Organic flow battery could transform renewable energy storage
By Grant Banks
January 14, 2014
Researchers at Harvard have developed an inexpensive, high capacity, organic battery that uses carbon-based materials as electrolytes rather than metals. The researchers say the technology stands to be a game-changer in renewable energy storage by solving the intermittent generation problems faced by renewable sources, such as wind and solar. The battery offers large volume electricity storage not possible with solid-state batteries and at a fraction of the cost of existing flow battery technology.
Energy in flow batteries is stored in fluids held in external tanks, meaning storage capacity is only limited by the size of the tanks. As a result, larger amounts of energy can be stored than in traditional solid-electrode batteries.
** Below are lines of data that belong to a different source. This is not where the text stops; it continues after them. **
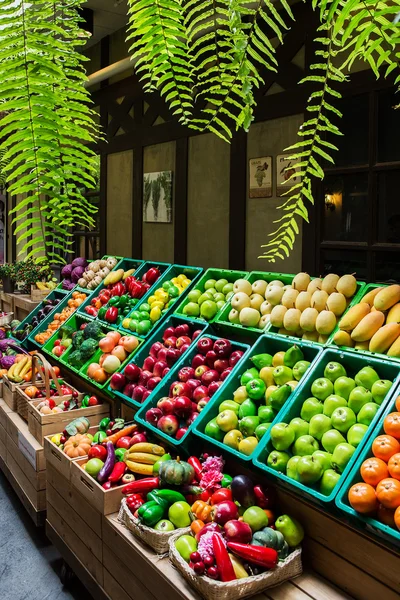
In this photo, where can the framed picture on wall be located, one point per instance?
(284, 171)
(260, 177)
(157, 197)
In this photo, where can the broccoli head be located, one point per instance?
(93, 330)
(88, 348)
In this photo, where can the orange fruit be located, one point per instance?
(362, 498)
(386, 515)
(391, 425)
(394, 466)
(384, 446)
(373, 470)
(388, 492)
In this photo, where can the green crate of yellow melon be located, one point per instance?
(372, 324)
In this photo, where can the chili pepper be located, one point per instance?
(221, 495)
(169, 496)
(222, 559)
(150, 513)
(197, 466)
(117, 472)
(257, 555)
(142, 486)
(112, 314)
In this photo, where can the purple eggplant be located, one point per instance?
(108, 466)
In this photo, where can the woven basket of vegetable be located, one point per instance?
(210, 589)
(157, 540)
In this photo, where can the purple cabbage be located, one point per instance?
(77, 274)
(79, 262)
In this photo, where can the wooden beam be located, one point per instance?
(180, 207)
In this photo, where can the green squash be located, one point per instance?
(175, 472)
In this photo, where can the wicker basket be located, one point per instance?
(240, 588)
(157, 540)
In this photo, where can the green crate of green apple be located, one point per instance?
(315, 447)
(207, 303)
(264, 390)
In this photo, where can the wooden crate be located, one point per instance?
(57, 458)
(105, 501)
(44, 425)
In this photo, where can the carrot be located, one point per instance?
(119, 434)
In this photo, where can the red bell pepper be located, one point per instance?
(222, 559)
(117, 472)
(111, 314)
(197, 466)
(142, 486)
(257, 555)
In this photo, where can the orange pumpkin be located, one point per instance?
(77, 445)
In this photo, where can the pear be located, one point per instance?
(319, 299)
(329, 283)
(347, 285)
(277, 314)
(308, 319)
(325, 323)
(336, 303)
(291, 320)
(289, 298)
(301, 282)
(314, 285)
(303, 301)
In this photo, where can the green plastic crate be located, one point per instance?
(352, 363)
(252, 277)
(144, 350)
(230, 276)
(163, 390)
(266, 343)
(126, 264)
(192, 273)
(55, 294)
(43, 325)
(368, 524)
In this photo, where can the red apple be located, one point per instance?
(132, 372)
(168, 424)
(153, 415)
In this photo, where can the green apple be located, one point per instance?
(291, 468)
(356, 434)
(322, 388)
(300, 368)
(343, 386)
(358, 398)
(367, 413)
(324, 458)
(319, 425)
(341, 456)
(343, 418)
(331, 439)
(278, 460)
(328, 482)
(309, 470)
(305, 445)
(248, 425)
(333, 371)
(282, 436)
(380, 389)
(256, 518)
(300, 427)
(366, 377)
(282, 375)
(310, 408)
(332, 403)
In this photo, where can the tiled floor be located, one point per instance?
(29, 564)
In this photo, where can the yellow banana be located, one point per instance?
(148, 448)
(139, 468)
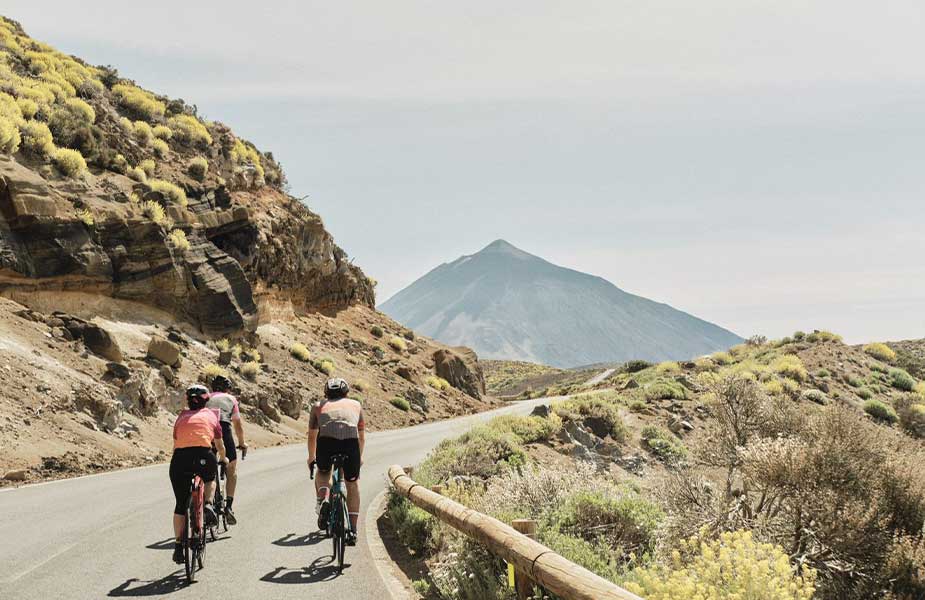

However, existing flow battery technology uses expensive metals, such as vanadium or platinum, as electrolytes, resulting in a high cost per kilowatt-hour of storage.
“The whole world of electricity storage has been using metal ions in various charge states but there is a limited number that you can put into solution and use to store energy, and none of them can economically store massive amounts of renewable energy,” says Professor Roy Gordon, the Thomas D. Cabot Professor of Chemistry at Harvard.
The Harvard approach utilizes the electrochemistry of quinones, organic molecules that are similar to molecules that store energy in plants and animals and are plentiful in crude oil and green plants. Using these naturally abundant and inexpensive organic molecules, the researchers have developed a metal-free flow battery that already performs as well as vanadium flow batteries, while using significantly less expensive chemicals and no precious metals.
“With organic molecules, we introduce a vast new set of possibilities," says Professor Gordon. "Some of them will be terrible and some will be really good. With these quinones we have the first ones that look really good.”
Using high-throughput molecular screening, over 10,000 quinone molecules were examined and one almost identical to that found in rhubarb was selected. The quinones are dissolved in water to prevent them from catching fire.
Large storage tanks would be needed to capture the energy produced by commercial solar or wind facilities. It has been proposed these could be either placed on-site or integrated into the grid. At a household level, smaller batteries could be used, making the technology a useful backup for the 20 percent of the global population that are off-grid.
"Imagine a device the size of a home heating oil tank sitting in your basement," says study co-lead author Michael Marshak. "It would store a day’s worth of sunshine from the solar panels on the roof of your house, potentially providing enough to power your household from late afternoon, through the night, into the next morning, without burning any fossil fuels,"
The technology now faces a grueling testing process to assess the degradation rate over thousands of cycles, with early tests indicating no signs of degradation. A Connecticut-based commercial collaborator, Sustainable Innovations, hopes to have a portable demonstration model ready in around three years and will bring the product to market when ready.
The team's research was published in the journal Nature. Under the OPEN 2012 program, the Harvard team received funding from the US Department of Energy’s Advanced Research Projects Agency–Energy (ARPA-E).